WebUp is a new website monitoring tool that can also be configured for other endpoints such as web API urls. It is live in the Windows store as a UWP app, which means it can run on mobile, desktop, tablet and Xbox.
The Microsoft ecosphere for app development, although on the mobile side is way behind both iOS and Android, has huge potential with everybody who runs Windows 10 included no matter what device. Here are some of the reasons I chose to publish on the Windows app store.
Any change I wish to make to the app once gone through certification will auto update on the end users machine leaving them with an always up to date version with no user input. Gone are the days when a new version of an application comes out, you got to go to the site, download and then install it.
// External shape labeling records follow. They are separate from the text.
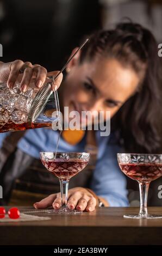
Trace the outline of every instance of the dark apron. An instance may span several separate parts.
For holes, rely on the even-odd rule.
[[[90,160],[83,171],[70,180],[69,188],[90,186],[96,165],[97,148],[95,132],[86,132],[85,151],[91,153]],[[31,205],[48,194],[60,192],[58,178],[49,173],[40,160],[16,148],[24,132],[22,132],[21,136],[19,133],[14,132],[5,138],[0,150],[0,185],[3,187],[3,199],[0,199],[0,205],[9,203],[17,205]]]

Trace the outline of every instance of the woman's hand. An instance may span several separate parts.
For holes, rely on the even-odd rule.
[[[20,74],[20,70],[22,70],[23,74]],[[0,62],[0,82],[7,82],[7,86],[11,89],[17,81],[20,82],[21,90],[26,92],[31,83],[40,88],[45,82],[47,76],[55,75],[58,72],[47,73],[47,70],[40,65],[33,65],[30,62],[23,62],[19,59],[7,63]],[[54,81],[55,89],[60,86],[62,79],[61,74]]]
[[[96,198],[86,188],[75,187],[69,190],[67,201],[69,209],[76,208],[79,211],[93,211],[97,204]],[[34,204],[36,209],[45,209],[51,206],[55,209],[59,209],[61,207],[60,193],[51,194]]]

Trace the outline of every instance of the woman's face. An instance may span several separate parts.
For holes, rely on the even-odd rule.
[[[99,57],[81,64],[76,59],[68,69],[61,101],[69,112],[109,111],[111,118],[134,94],[139,82],[132,69],[114,59]]]

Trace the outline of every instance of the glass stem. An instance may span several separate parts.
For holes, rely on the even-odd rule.
[[[140,215],[147,215],[147,196],[149,182],[139,182],[140,194],[140,210],[139,214]]]
[[[61,205],[67,206],[67,202],[68,199],[68,180],[63,180],[60,179],[60,191],[61,191]],[[65,201],[64,201],[65,197]],[[64,204],[65,202],[65,204]]]

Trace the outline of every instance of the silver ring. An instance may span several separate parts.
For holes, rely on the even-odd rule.
[[[19,73],[20,74],[23,74],[24,72],[24,71],[26,69],[27,69],[27,68],[30,68],[30,69],[32,69],[32,68],[31,68],[31,66],[27,66],[27,65],[25,65],[25,66],[22,66],[22,68],[21,68],[21,69],[20,69],[19,70]]]

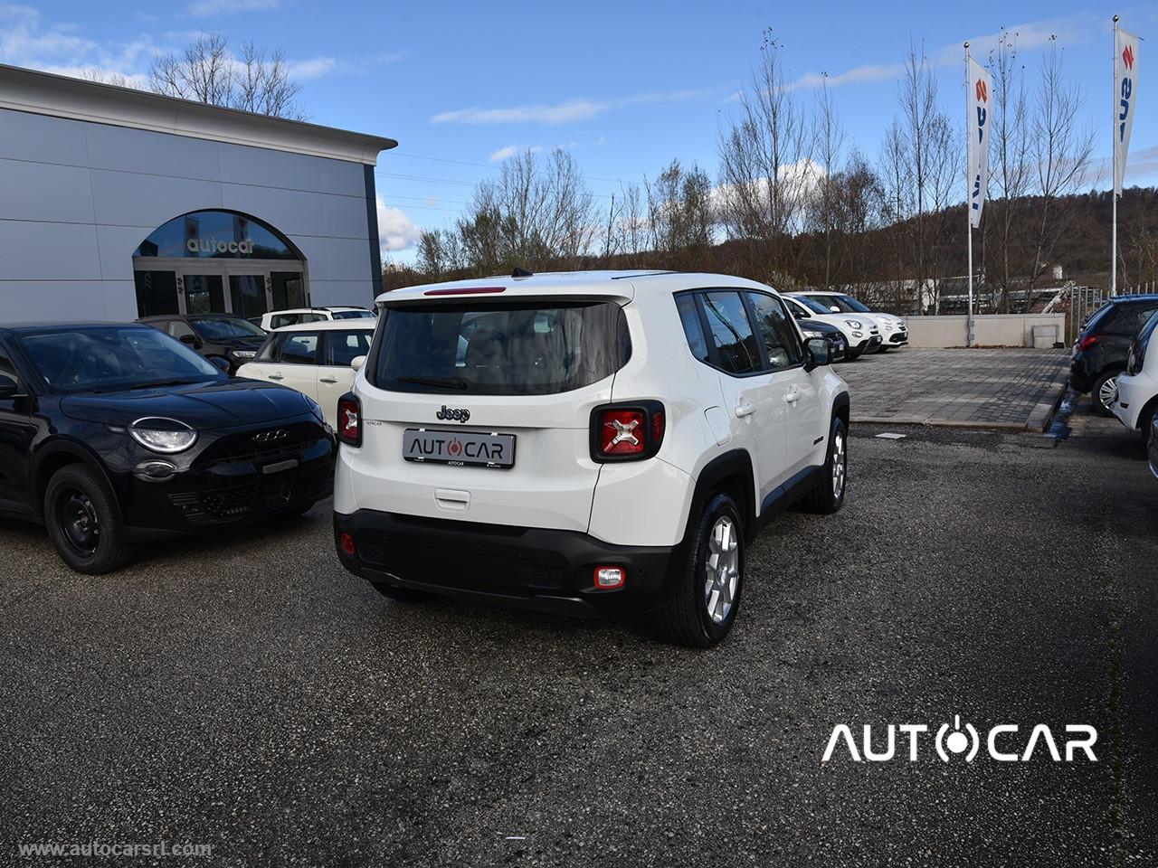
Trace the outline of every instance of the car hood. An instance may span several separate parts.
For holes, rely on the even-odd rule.
[[[61,399],[60,409],[73,419],[105,425],[129,425],[135,419],[161,415],[199,431],[261,425],[312,412],[301,392],[240,377],[100,395],[68,395]]]

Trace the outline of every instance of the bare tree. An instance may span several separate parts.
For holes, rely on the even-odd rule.
[[[990,139],[995,165],[990,182],[996,196],[988,213],[994,225],[997,255],[1001,257],[999,309],[1010,310],[1013,273],[1010,259],[1021,226],[1021,208],[1031,183],[1028,149],[1028,109],[1025,94],[1025,67],[1018,59],[1017,34],[1003,30],[997,47],[990,52],[989,71],[994,76],[994,122]],[[987,223],[990,222],[987,220]],[[988,228],[988,227],[987,227]]]
[[[201,34],[179,54],[159,54],[149,88],[166,96],[242,111],[302,120],[295,98],[301,86],[290,78],[285,54],[242,44],[241,58],[221,34]]]
[[[844,148],[844,126],[836,112],[827,74],[816,94],[813,141],[816,145],[816,162],[820,164],[820,182],[813,201],[815,222],[823,241],[824,288],[828,289],[833,282],[833,229],[838,204],[838,191],[833,183],[833,176],[838,170],[841,152]]]
[[[668,264],[682,266],[702,257],[712,242],[712,183],[698,165],[673,160],[647,191],[647,227],[652,249]]]
[[[1036,168],[1036,190],[1040,209],[1032,238],[1032,256],[1027,267],[1032,289],[1038,279],[1072,245],[1077,200],[1072,193],[1080,190],[1090,172],[1094,131],[1082,130],[1082,91],[1069,86],[1062,74],[1062,52],[1056,37],[1050,37],[1049,49],[1041,60],[1041,83],[1033,106],[1029,154]],[[1032,293],[1026,293],[1026,307]]]
[[[573,264],[600,231],[593,203],[571,154],[556,148],[543,159],[526,150],[475,189],[457,225],[464,259],[485,271]]]
[[[734,237],[774,248],[796,227],[815,182],[807,113],[780,52],[765,31],[760,67],[740,95],[740,117],[719,138],[720,216]]]

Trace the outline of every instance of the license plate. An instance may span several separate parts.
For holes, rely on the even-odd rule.
[[[406,428],[402,457],[423,464],[460,468],[514,466],[514,434]]]

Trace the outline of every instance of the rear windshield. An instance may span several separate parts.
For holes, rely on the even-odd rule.
[[[387,308],[371,382],[401,392],[554,395],[598,383],[631,354],[613,302]]]

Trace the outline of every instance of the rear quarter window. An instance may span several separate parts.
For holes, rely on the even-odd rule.
[[[390,391],[552,395],[598,383],[631,355],[614,302],[400,306],[382,316],[367,376]]]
No credit card information collected
WebUp is free for a trial of 7 days, but some of the features are locked out until upgraded to the full version. This payment process is entirely handled by Microsoft and although there are payment methods out there such as Stripe, as a developer I don’t need to lift a finger, just specify the price.
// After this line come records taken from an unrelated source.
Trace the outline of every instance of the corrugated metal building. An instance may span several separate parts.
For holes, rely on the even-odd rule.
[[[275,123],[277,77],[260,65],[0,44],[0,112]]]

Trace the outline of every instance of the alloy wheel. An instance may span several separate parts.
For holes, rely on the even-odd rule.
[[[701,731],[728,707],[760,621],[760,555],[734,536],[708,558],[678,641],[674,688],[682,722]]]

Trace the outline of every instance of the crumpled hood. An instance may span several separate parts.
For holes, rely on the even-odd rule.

Runs across multiple devices
UWP apps are compiled once, but each architecture is included which means once a package is uploaded to the Windows Store, it is available for any Windows 10 device. WebUp gives a great experience on a tablet sized machine, but some users are running it on an Xbox with a massive display and using it as an information radiator. The mobile version is great when you need to whip out your phone and just check the status of your web sites.
User can multi install
The Windows Store allows a single user to install the app on up to 10 devices giving them the freedom to run it in multiple locations on different devices. WebUp can be installed on Xbox for an information radiator but you can also have it running elsewhere in an organisation with a different subset of http end points showing. A manager can also have it on their mobile device connected to the local Wi-Fi giving them satisfaction that everything is running fine.
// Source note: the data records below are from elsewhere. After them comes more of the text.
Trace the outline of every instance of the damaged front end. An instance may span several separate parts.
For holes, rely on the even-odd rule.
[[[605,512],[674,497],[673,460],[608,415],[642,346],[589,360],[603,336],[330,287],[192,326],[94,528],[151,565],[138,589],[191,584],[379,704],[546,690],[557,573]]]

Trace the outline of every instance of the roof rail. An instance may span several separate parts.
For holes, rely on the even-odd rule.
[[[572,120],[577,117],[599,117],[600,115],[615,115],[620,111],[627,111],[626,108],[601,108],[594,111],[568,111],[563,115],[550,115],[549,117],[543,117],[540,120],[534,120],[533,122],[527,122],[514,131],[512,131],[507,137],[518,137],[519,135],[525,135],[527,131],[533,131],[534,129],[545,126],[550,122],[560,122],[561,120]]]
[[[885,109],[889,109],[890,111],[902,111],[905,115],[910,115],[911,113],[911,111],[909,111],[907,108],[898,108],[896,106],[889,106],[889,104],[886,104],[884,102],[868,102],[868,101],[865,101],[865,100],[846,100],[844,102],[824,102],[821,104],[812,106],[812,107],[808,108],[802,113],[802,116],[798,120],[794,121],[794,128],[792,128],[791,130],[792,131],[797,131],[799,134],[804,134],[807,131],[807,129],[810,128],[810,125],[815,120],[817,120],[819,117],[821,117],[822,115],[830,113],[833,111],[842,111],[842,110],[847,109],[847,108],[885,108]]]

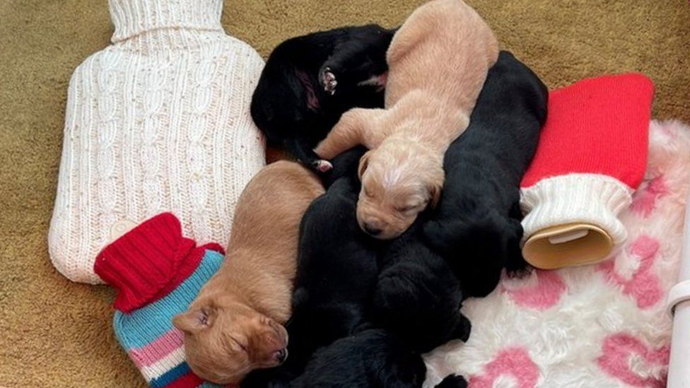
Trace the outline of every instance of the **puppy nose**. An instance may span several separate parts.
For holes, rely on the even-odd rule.
[[[364,223],[364,231],[373,236],[375,236],[381,233],[380,229],[377,229],[369,223]]]
[[[288,350],[281,349],[278,351],[278,362],[283,363],[285,360],[288,358]]]

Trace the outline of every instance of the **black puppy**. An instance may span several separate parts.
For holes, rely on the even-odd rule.
[[[445,153],[443,192],[424,233],[453,268],[465,296],[491,293],[504,267],[526,267],[520,182],[537,148],[548,95],[534,72],[501,52],[469,127]]]
[[[334,342],[314,353],[293,388],[419,388],[426,366],[394,335],[368,329]],[[449,375],[436,388],[464,388],[465,380]]]
[[[426,353],[452,339],[467,341],[462,292],[449,264],[421,236],[423,218],[393,240],[379,261],[371,317],[413,350]]]
[[[270,142],[306,165],[329,170],[313,148],[343,112],[383,106],[386,50],[394,33],[375,25],[345,27],[281,43],[254,92],[254,122]]]
[[[343,176],[302,218],[292,317],[286,324],[287,360],[278,368],[253,372],[242,387],[288,386],[317,348],[366,323],[366,310],[378,274],[379,242],[362,232],[355,217],[360,190],[356,160],[364,151],[355,148],[335,159],[348,167],[336,171]]]

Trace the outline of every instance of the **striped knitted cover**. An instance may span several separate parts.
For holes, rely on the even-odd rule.
[[[217,245],[196,247],[179,221],[163,213],[103,249],[94,270],[118,290],[115,336],[151,387],[211,387],[187,365],[184,335],[172,326],[223,261]]]

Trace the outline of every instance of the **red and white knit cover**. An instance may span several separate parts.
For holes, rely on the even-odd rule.
[[[554,226],[585,223],[614,246],[617,216],[647,165],[654,85],[638,74],[585,79],[549,95],[537,153],[521,184],[523,241]]]

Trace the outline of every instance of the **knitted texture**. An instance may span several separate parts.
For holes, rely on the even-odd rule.
[[[223,261],[217,245],[197,247],[179,221],[163,213],[106,247],[94,271],[117,289],[113,326],[129,358],[153,387],[215,387],[185,360],[184,334],[172,326]]]
[[[690,127],[654,121],[649,131],[646,175],[619,215],[629,237],[618,254],[504,276],[486,298],[463,302],[469,340],[426,355],[425,388],[452,372],[471,388],[667,387],[666,296],[683,265]]]
[[[99,283],[93,260],[119,221],[163,211],[225,243],[264,163],[249,114],[264,62],[226,35],[222,0],[110,0],[112,45],[74,71],[48,245],[56,268]]]
[[[616,218],[644,177],[654,86],[641,74],[583,80],[552,92],[534,160],[522,182],[525,239],[587,223],[614,244]]]

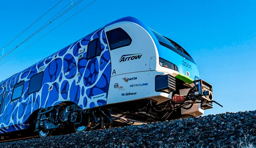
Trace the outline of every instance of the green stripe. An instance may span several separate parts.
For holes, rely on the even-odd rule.
[[[193,83],[194,80],[190,77],[184,75],[182,73],[179,73],[179,74],[175,77],[176,78],[181,79],[186,83],[190,84]]]

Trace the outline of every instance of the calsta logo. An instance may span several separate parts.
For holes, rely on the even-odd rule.
[[[123,55],[119,60],[119,63],[125,62],[130,60],[140,59],[142,55],[142,53],[131,54],[130,55]]]
[[[122,78],[122,79],[124,80],[126,82],[128,82],[128,81],[129,81],[137,80],[137,77],[134,77],[130,78],[126,78],[126,77],[125,77],[124,78]]]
Don’t need to worry about account management
With more traditional web based monitoring solutions, username and passwords need to be configured to log into the service, with a UWP Windows app, the installation is linked to the Microsoft account of the user so no more little yellow notes with credentials stuck to the monitor.
Can be installed inside enterprise and behind corporate firewall
As the app is installed to the device and not hosted by a third party such as SaaS providers, no holes need to be punched through the firewall if all your http end points are internal.
So those are some of the reasons I opted for UWP, it is early days at the moment, but I am already getting some traction and have other features in mind for the app.